As an SEO, whether you’re working in-house or handling many clients in an agency, you’ve likely been using this tool for a bunch of reasons. Whether it’s diagnosing traffic and position changes or finding opportunities for optimizations and content ideas, Google Search Console’s Search Search Analytics has been at the core of most SEOs’ toolset.
The scope of this small guide is to give you a few ideas on how to use Search Analytics together with Google Sheets to help you in your SEO work. As with the guide on how to do competitive analysis in Excel, this one is also focused around a tool that I’ve built to help me get the most of Search Analytics: Search Analytics for Sheets.
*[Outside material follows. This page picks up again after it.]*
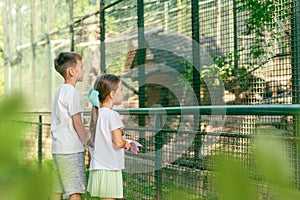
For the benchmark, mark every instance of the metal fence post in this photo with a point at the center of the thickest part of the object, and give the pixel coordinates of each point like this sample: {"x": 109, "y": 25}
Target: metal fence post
{"x": 158, "y": 158}
{"x": 40, "y": 144}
The problem with the Search Analytics UI
Sorting out and managing data in the Google Search Console Search Analytics web UI in order to get meaningful insights is often difficult to do, and even the CSV downloads don’t make it much easier.
The main problem with the Search Analytics UI is grouping.
If you’d like to see a list of all the keywords in Search Analytics and, at the same time, get their corresponding landing pages, you can’t do that. You instead need to filter query-by-query (to see their associated landing pages), or page-by-page (to see their associated queries). And this is just one example.
Basically, with the Search Analytics UI, you can’t do any sort of grouping on a large scale. You have to filter by each keyword, each landing page, each country etc. in order to get the data you need, which would take a LOT of time (and possible a part of your sanity as well).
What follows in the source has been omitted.